# anabolic matrix



## sgtneo (Feb 5, 2005)

hi i have been very tempted by anabolic matrix as it rasies natural testosterone levels and i have checked through side affects and most of them seem fine only one im worried about is the acne side affect does anyone have any more information on this and how likely it is to occur and treat also general information about how good the product is would be usefull

thanks

Neo


----------



## Mudge (Feb 5, 2005)

I would be willing to bet acne is not a terribly likely effect, unless you had very bad acne in your younger years.


----------



## sgtneo (Feb 5, 2005)

no i havent sufferd any form of acne at all just not something i would want to get and would need to be sure of something like that before i consider buying them

Neo


----------



## Arnold (Feb 5, 2005)

you may notice a little acne but typically it's body acne not facial.

but as Mudge said if you do not suffer from acne now you probably will not notice much in the way of acne.


----------



## sgtneo (Feb 5, 2005)

http://www.atlas-dermato.org/images/acne40.jpg

well this is the sort of thing im affraid of and dont want, if there was a way the acne could be stopped or really an unoticable amount i would be ok


----------



## DemolitionNine (Feb 5, 2005)

Anabolic Matrix RX gave me *slight* acne, and made my face really oily... but nothing unbearable. 

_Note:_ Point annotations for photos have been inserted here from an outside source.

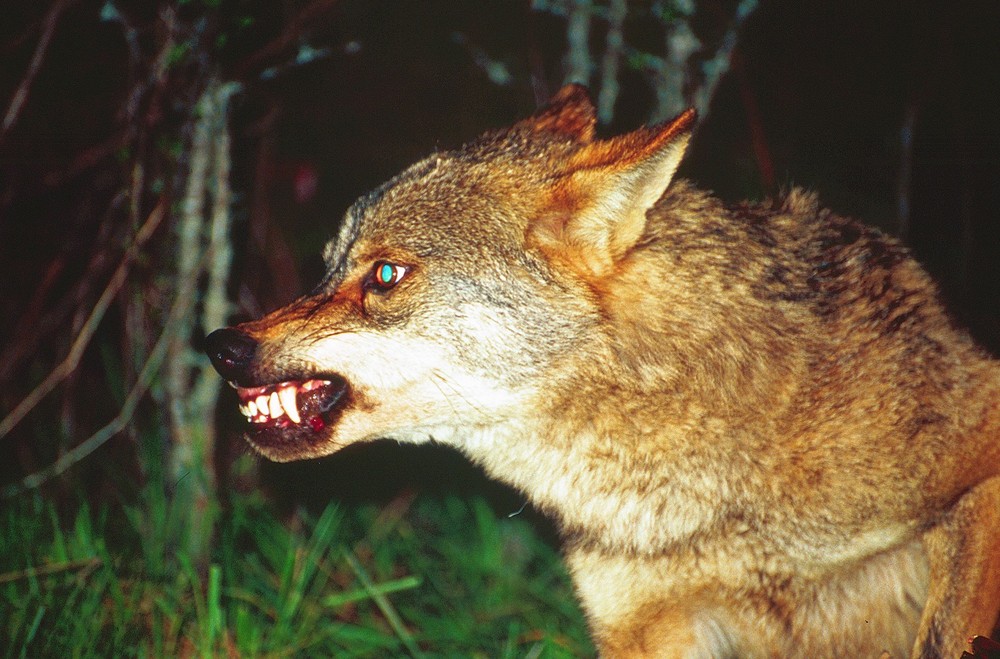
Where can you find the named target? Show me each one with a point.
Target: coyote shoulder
(759, 431)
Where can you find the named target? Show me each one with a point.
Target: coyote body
(760, 433)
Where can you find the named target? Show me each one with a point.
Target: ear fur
(598, 209)
(569, 113)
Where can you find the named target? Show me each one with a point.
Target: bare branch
(182, 307)
(614, 45)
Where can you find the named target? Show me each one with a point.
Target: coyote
(759, 431)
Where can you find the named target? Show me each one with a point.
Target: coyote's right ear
(568, 113)
(596, 212)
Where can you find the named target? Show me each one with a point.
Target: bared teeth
(287, 396)
(260, 404)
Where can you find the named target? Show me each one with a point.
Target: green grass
(425, 577)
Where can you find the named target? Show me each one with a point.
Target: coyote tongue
(287, 404)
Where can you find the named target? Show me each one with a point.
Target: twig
(578, 63)
(294, 28)
(614, 44)
(72, 360)
(21, 95)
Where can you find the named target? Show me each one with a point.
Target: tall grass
(423, 577)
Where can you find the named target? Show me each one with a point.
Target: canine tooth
(287, 397)
(274, 404)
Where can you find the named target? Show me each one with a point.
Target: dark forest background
(169, 167)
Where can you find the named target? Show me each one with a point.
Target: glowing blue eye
(388, 275)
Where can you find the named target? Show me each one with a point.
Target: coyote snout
(757, 427)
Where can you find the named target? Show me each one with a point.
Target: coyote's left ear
(598, 209)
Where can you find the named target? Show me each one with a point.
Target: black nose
(232, 353)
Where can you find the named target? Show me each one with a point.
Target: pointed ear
(569, 113)
(598, 210)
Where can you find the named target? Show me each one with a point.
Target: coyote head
(454, 292)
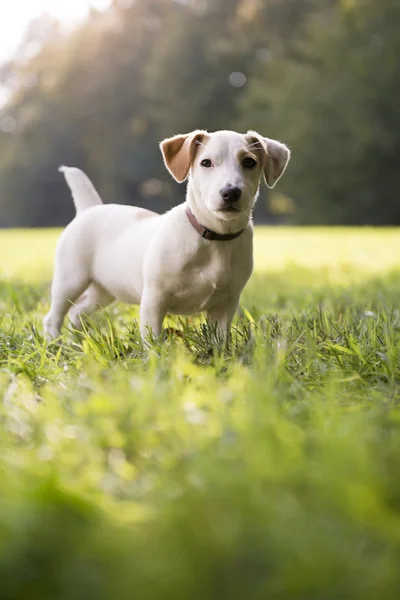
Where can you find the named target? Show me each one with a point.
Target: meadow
(266, 469)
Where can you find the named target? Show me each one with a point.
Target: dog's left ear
(275, 156)
(179, 153)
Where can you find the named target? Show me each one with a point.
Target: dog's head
(225, 168)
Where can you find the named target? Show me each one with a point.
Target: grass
(265, 470)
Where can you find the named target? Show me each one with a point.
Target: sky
(17, 14)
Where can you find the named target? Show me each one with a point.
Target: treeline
(321, 75)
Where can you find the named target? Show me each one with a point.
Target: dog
(196, 257)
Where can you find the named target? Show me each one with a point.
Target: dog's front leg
(152, 313)
(222, 316)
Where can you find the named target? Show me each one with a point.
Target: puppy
(196, 257)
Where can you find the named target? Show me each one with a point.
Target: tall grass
(268, 469)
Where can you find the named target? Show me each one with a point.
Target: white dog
(196, 257)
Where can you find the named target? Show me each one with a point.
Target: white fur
(136, 256)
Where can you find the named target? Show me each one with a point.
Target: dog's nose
(231, 194)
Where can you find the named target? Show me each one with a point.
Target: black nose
(230, 194)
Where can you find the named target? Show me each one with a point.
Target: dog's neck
(210, 220)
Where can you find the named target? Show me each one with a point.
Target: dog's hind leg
(94, 298)
(66, 288)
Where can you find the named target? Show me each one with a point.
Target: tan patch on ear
(179, 153)
(275, 156)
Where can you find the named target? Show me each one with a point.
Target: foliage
(319, 74)
(266, 469)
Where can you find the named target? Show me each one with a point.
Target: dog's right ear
(179, 153)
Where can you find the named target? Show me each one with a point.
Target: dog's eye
(206, 163)
(249, 163)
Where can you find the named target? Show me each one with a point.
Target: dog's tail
(83, 191)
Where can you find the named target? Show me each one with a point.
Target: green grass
(269, 469)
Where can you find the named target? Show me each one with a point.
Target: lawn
(269, 469)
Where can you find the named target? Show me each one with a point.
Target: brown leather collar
(207, 233)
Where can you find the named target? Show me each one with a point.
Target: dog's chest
(204, 282)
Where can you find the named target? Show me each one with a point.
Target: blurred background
(98, 85)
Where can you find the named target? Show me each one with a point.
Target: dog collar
(207, 233)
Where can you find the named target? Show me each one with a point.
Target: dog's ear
(179, 153)
(275, 156)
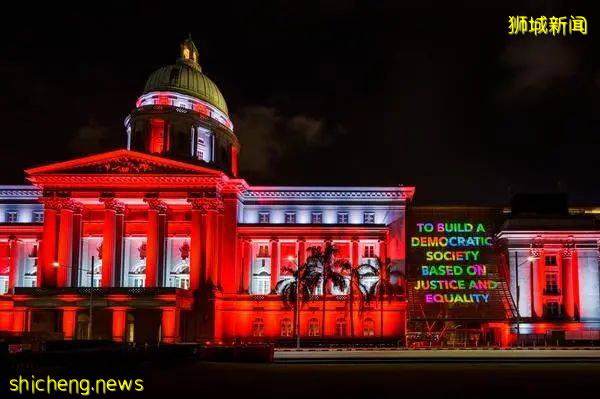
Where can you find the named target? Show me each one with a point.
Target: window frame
(264, 217)
(369, 217)
(292, 217)
(316, 217)
(343, 215)
(8, 216)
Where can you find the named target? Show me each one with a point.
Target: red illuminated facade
(166, 242)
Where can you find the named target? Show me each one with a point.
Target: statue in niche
(183, 266)
(99, 250)
(142, 250)
(184, 250)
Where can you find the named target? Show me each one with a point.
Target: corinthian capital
(156, 204)
(113, 204)
(54, 203)
(206, 204)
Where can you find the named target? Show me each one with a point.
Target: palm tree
(356, 285)
(328, 270)
(302, 283)
(383, 287)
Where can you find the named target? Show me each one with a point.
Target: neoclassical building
(163, 240)
(170, 243)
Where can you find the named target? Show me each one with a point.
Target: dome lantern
(189, 54)
(182, 114)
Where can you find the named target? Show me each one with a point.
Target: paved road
(503, 355)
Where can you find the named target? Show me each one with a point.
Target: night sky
(325, 93)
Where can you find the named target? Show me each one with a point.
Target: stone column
(211, 242)
(157, 210)
(65, 242)
(46, 266)
(197, 247)
(274, 263)
(170, 325)
(69, 322)
(383, 252)
(568, 283)
(231, 246)
(109, 241)
(355, 253)
(246, 265)
(13, 270)
(76, 251)
(20, 322)
(537, 294)
(118, 323)
(301, 251)
(219, 262)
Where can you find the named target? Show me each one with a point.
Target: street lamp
(291, 259)
(529, 259)
(56, 265)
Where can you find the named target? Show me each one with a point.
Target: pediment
(123, 162)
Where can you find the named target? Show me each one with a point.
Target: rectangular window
(316, 218)
(12, 216)
(551, 260)
(342, 217)
(551, 284)
(38, 216)
(263, 251)
(290, 217)
(264, 217)
(553, 309)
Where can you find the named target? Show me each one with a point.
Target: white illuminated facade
(185, 103)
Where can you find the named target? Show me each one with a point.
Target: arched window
(368, 327)
(313, 328)
(286, 327)
(340, 327)
(83, 325)
(130, 328)
(258, 327)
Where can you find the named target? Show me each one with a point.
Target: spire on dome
(189, 53)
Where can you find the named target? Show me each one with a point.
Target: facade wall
(589, 285)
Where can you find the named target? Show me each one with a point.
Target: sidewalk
(401, 355)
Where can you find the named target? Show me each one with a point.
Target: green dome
(186, 77)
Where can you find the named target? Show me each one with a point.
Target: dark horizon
(339, 93)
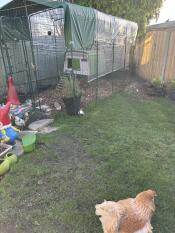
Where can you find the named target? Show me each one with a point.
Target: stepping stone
(48, 129)
(18, 148)
(38, 125)
(26, 132)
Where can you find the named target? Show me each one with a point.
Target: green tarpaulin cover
(80, 24)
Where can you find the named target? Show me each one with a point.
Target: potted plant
(71, 95)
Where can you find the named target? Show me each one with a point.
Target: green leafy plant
(156, 82)
(71, 87)
(171, 84)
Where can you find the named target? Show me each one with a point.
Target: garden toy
(12, 158)
(4, 167)
(8, 133)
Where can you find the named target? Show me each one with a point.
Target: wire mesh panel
(48, 43)
(16, 52)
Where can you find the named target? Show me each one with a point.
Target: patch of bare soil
(104, 87)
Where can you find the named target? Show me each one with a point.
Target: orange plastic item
(12, 94)
(4, 114)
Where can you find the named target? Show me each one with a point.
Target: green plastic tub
(29, 142)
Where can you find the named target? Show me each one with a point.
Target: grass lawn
(123, 146)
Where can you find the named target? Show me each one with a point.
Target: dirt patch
(105, 87)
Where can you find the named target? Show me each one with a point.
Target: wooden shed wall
(155, 55)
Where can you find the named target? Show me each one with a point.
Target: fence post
(165, 60)
(97, 74)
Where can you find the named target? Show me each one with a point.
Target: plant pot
(72, 105)
(4, 167)
(4, 149)
(12, 158)
(29, 142)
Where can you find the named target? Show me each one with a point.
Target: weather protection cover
(80, 24)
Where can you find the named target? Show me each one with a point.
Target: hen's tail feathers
(110, 216)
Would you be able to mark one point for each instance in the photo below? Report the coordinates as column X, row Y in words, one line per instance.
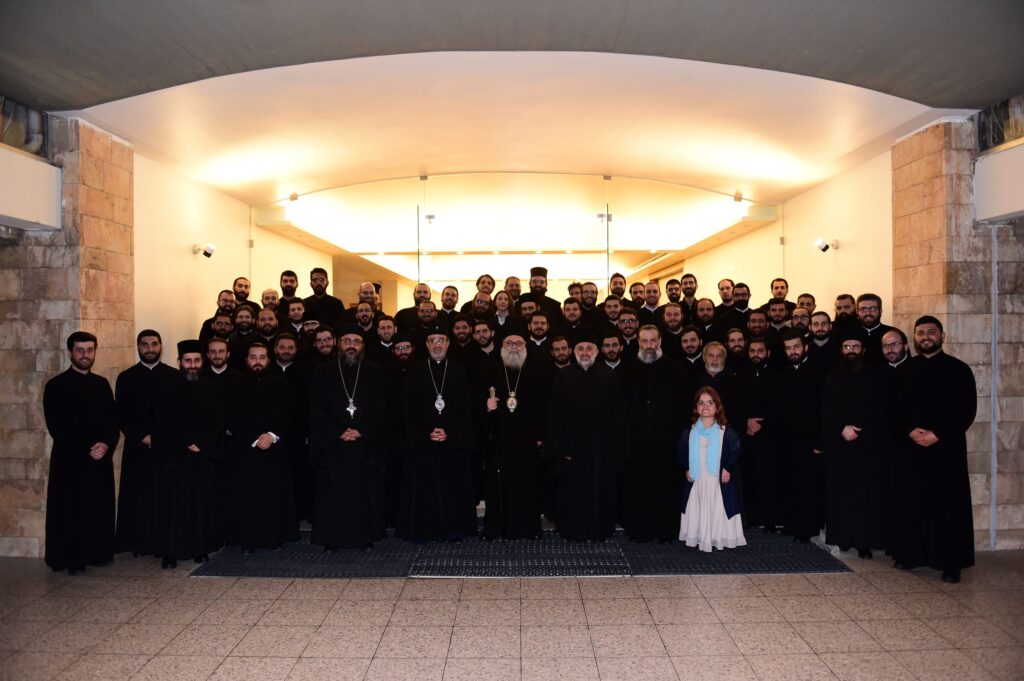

 I just upped washing my face to twice a day... with Nutrogena and had no issues.   Only the occasional pimple...  

 It brought my sex-drive back for sure, and is great stuff.  I definitely recommend it.

 -Matt


----------



## bulletproof1 (Feb 5, 2005)

man that dudes got some issues.


----------



## Arnold (Feb 5, 2005)

sgtneo said:
			
		

> http://www.atlas-dermato.org/images/acne40.jpg
> 
> well this is the sort of thing im affraid of and dont want, if there was a way the acne could be stopped or really an unoticable amount i would be ok



are you serious? 

no supplement is going to cause acne to that degree, I doubt even real steroids would cause that.


----------



## sgtneo (Feb 5, 2005)

well the only thing im worried about is not to sound vein but after all this work im doing on my body i dont want acne on it when nacked with women, cause well will put my chances at pulling way down
and will not look attractive at all, you must see where i coming from nearly every one on this forum works hard to get their body into shape but not only for fitness also to look good

if i did get acne is there easy and quick way top get rid of it


----------



## Arnold (Feb 5, 2005)

sgtneo said:
			
		

> if i did get acne is there easy and quick way top get rid of it



see a dermatologist and he/she will Rx you some anti-biotics, that is what I use.


----------



## bulletproof1 (Feb 5, 2005)

sgtneo said:
			
		

> if i did get acne is there easy and quick way top get rid of it



just stop taking whatever is causing it


----------



## sgtneo (Feb 5, 2005)

yeah but then that would be a waste ofmoney on the suppliments is there any say cream or gel that would clear it, or would stopping the suppliment be best bet?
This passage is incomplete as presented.